Le fotografie, i video e le installazioni di Shimabuku affrontano la politica quotidiana mostrando situazioni a un primo sguardo innaturali e bizzarre. La poetica del suo lavoro emerge quando materia e culture biologiche si adattano a nuovi contesti di utilizzo e di vita. In questo modo, l’artista dimostra un’accuratezza sorprendente nel rappresentare la coscienza contemporanea, plasmata dal dislocamento e dall’isolamento, senza cadere nel moralistico o nel distopico. I suoi soggetti si adattano continuamente alle forme ibride dell’esistenza, che incontrano attraverso l’intervento economico, culturale o artistico. In questo modo celebra la versatilità e flessibilità della vita stessa, un messaggio sempre più difficile da percepire in questo periodo, con l’aumento di fenomeni legati a xenofobia e protezionismo. Allo stesso tempo, esplora un futuro in cui il pianeta risulta influenzato dagli essere umani, ma non in modo antropocentrico come potremmo immaginare. La visione artistica di Shumabuku porta questi temi urgenti all’attenzione di un ampio numero di persone, con esperienze e interessi differenti. Per me, questo è il lavoro di un vero genio.

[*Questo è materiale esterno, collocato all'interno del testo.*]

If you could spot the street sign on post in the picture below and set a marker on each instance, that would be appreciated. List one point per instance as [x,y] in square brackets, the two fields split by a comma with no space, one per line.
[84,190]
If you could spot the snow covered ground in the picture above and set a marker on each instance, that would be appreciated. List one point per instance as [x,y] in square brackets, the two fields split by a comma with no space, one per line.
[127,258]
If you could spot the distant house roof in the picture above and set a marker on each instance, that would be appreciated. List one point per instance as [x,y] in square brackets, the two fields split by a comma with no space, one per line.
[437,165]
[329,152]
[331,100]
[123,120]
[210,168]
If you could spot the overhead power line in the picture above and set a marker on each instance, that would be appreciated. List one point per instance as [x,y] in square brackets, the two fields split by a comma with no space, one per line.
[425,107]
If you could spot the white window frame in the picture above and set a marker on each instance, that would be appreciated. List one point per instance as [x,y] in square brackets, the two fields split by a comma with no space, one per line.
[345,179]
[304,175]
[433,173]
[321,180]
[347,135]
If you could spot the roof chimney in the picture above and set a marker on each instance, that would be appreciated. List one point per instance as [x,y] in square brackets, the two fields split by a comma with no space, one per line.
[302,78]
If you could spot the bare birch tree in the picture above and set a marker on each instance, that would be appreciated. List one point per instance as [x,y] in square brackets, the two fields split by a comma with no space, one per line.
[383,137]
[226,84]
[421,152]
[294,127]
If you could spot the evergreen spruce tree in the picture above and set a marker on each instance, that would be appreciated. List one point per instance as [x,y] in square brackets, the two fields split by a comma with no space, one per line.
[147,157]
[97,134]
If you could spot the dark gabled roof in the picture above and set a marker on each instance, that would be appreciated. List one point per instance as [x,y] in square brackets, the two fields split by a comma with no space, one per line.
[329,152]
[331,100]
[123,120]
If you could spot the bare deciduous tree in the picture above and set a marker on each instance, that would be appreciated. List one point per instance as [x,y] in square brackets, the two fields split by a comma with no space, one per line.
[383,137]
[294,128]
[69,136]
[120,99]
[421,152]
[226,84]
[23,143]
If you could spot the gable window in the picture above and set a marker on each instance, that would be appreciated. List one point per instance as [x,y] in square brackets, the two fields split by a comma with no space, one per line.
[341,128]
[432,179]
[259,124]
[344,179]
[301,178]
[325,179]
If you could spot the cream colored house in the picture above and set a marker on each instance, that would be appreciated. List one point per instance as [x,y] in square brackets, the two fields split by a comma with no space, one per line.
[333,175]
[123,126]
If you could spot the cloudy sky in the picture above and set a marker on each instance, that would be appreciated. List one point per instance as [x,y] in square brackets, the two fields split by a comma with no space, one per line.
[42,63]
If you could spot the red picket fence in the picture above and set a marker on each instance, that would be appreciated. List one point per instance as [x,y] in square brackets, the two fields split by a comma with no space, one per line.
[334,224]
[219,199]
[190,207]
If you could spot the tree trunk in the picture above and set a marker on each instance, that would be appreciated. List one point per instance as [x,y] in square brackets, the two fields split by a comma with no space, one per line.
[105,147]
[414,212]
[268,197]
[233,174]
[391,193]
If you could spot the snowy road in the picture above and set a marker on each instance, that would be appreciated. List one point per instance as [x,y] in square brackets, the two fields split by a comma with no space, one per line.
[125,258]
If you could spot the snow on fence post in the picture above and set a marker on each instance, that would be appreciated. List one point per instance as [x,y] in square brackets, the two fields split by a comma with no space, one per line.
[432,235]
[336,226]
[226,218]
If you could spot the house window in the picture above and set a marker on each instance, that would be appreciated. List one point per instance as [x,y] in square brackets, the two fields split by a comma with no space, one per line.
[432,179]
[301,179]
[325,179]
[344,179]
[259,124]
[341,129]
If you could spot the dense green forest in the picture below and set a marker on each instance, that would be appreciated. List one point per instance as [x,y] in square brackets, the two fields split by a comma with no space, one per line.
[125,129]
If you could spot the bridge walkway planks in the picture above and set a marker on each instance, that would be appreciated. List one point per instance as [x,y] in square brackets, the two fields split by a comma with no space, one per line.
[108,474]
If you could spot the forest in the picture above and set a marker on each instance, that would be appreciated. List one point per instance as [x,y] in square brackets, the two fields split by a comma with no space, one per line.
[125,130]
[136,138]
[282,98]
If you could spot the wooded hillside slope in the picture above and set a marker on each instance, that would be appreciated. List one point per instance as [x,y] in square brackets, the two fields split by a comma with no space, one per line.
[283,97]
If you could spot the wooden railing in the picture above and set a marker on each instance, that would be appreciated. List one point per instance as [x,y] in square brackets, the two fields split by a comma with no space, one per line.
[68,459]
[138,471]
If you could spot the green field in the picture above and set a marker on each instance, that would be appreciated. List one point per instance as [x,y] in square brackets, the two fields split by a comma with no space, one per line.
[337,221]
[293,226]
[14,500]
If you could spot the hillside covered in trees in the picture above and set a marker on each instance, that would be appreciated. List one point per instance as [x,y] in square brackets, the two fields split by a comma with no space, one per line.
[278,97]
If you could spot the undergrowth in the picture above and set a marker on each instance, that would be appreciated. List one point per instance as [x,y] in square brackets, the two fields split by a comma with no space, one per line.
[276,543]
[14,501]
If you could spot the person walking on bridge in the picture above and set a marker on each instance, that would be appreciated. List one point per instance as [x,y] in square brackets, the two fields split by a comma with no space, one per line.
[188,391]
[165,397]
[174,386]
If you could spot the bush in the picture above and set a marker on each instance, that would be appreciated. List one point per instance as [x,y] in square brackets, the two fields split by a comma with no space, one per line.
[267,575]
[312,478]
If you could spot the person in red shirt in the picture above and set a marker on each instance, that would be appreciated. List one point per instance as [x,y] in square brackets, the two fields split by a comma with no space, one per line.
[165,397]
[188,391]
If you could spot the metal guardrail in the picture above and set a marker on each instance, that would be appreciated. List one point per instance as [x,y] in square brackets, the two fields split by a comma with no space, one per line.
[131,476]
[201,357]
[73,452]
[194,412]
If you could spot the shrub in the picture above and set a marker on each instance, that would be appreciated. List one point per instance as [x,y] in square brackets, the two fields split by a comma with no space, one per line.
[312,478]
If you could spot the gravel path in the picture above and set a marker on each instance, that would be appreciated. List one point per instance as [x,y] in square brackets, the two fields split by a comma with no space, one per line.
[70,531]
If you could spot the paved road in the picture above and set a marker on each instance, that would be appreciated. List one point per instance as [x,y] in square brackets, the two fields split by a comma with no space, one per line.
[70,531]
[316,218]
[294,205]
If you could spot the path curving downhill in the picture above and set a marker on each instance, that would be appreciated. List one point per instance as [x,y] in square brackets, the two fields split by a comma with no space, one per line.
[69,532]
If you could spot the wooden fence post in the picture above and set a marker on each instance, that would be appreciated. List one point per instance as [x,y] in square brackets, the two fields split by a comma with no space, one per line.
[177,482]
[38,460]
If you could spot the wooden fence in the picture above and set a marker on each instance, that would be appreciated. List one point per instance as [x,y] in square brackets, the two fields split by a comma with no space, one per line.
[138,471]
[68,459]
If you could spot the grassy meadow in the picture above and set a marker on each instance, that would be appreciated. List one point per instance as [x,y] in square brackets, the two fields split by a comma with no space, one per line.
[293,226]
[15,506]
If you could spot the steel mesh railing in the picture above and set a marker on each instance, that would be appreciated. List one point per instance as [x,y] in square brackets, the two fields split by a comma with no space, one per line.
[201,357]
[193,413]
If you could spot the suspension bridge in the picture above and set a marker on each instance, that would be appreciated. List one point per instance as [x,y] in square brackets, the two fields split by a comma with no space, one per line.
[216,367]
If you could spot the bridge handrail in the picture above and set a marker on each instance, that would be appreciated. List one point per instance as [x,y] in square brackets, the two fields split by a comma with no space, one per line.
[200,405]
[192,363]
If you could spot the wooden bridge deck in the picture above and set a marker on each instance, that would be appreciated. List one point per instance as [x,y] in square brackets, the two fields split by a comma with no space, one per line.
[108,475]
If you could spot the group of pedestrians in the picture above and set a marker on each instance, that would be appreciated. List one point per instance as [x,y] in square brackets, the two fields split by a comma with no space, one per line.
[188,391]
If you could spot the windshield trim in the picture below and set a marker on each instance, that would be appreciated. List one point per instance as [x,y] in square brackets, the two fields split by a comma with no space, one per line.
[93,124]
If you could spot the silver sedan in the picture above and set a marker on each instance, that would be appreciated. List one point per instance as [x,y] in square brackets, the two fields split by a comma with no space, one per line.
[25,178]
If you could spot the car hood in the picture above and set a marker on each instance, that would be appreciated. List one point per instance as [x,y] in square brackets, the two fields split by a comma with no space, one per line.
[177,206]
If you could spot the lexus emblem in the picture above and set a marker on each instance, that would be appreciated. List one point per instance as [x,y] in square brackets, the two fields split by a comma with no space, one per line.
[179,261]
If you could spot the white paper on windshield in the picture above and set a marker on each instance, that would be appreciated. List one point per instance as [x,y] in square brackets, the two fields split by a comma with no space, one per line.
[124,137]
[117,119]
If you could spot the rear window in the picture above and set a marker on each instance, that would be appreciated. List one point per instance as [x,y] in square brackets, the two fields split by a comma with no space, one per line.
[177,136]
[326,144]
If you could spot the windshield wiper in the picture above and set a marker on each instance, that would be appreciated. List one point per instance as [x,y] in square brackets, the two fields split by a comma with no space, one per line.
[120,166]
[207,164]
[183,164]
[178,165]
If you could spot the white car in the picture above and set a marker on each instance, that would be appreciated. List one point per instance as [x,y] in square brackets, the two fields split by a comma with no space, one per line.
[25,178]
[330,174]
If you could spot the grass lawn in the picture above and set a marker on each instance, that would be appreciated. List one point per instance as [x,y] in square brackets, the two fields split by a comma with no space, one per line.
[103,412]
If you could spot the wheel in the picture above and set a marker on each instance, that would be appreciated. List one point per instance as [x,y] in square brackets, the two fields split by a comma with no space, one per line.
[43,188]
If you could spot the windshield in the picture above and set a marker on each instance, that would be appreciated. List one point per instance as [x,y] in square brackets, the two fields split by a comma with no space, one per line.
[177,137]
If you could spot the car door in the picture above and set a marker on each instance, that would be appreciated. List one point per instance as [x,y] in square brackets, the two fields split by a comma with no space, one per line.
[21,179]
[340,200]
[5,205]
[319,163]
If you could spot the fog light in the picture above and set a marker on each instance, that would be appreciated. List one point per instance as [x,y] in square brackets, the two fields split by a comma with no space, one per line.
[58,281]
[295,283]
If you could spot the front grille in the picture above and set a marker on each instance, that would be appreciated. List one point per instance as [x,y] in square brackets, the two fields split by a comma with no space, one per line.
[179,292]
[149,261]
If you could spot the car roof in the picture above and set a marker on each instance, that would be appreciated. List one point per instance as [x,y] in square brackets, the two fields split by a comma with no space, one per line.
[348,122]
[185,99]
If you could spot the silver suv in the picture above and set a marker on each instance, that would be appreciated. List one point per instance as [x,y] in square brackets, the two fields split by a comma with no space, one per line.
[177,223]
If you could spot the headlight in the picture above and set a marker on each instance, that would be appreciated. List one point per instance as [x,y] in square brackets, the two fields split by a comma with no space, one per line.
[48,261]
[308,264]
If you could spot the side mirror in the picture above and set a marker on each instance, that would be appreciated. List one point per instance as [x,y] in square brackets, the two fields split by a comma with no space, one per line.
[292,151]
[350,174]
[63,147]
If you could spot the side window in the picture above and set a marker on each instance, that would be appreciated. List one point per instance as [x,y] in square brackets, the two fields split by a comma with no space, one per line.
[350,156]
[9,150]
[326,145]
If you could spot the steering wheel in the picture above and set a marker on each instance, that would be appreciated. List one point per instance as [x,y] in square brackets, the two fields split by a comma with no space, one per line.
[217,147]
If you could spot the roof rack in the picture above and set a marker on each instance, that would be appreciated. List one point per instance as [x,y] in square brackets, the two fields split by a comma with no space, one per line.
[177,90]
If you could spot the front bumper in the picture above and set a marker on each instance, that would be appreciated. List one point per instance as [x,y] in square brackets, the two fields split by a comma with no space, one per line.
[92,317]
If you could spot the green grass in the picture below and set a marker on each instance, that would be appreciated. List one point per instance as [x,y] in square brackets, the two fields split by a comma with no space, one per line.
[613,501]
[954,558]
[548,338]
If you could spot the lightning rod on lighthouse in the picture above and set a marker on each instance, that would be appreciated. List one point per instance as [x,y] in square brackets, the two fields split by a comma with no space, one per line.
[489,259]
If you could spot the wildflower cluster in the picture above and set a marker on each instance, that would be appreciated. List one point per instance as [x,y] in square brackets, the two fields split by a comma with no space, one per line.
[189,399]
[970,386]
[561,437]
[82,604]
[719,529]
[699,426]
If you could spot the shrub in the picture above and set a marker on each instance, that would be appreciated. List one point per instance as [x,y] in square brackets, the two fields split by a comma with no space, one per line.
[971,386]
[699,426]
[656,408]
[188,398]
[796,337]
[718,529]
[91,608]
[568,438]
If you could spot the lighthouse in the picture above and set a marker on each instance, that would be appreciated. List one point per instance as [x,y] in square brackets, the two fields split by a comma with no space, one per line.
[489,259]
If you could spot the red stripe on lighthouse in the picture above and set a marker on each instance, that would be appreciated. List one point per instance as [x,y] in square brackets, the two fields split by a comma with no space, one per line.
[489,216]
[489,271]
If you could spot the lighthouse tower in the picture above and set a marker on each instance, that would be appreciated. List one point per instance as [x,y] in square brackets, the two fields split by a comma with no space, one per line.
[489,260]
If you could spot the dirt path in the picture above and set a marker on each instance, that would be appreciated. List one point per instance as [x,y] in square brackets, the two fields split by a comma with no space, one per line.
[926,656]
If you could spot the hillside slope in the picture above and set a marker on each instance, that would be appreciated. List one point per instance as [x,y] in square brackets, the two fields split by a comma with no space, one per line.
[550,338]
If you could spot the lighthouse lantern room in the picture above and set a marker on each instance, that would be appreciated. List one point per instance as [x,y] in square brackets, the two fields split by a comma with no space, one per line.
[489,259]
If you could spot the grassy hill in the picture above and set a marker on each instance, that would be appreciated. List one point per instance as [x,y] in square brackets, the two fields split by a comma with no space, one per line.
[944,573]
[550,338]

Come hai conosciuto Mutina? Cosa ti ha colpito di più dell’azienda?

This Is Not a Prize è un’iniziativa filantropica esemplare. Dà spazio e fiducia agli artisti, senza la pressione di dover produrre immediatamente qualcosa. L’interesse sta più nel processo: dare il via a uno scambio e una relazione in previsione di una mostra istituzionale che avrà luogo in un futuro ancora impreciso. Le mostre Mutina dimostrano un approccio simile e incoraggiano gli artisti a esplorare nuovi interessi, materiali e metodi di produzione. Penso di aver visitato BRIC di Nathalie Du Pasquier quattro volte e tutt’ora mi piace moltissimo, proprio per questa ragione. Svela una tecnica di lavoro dell’artista che non conoscevo prima: strutture architettoniche astratte fatte di mattoni prodotti industrialmente. La collaborazione con Mutina ha anche dato vita a un nuovo modulo da proporre al mercato. Lo trovo emozionante. Il sostegno da parte di enti privati è in grado di generare un impulso fondamentale per l’ambizione e la creatività che le istituzioni pubbliche non sono sempre in grado di mantenere a causa delle regolamentazioni. Vedo un grande potenziale nell’attivazione di nuove forme di collaborazione tra pubblico e privato, basate su tempistiche, libertà artistica e innovazione.

Shimabuku dimostra un’accuratezza sorprendente nel rappresentare la coscienza contemporanea, plasmata dal dislocamento e dall’isolamento, senza cadere nel moralistico o nel distopico.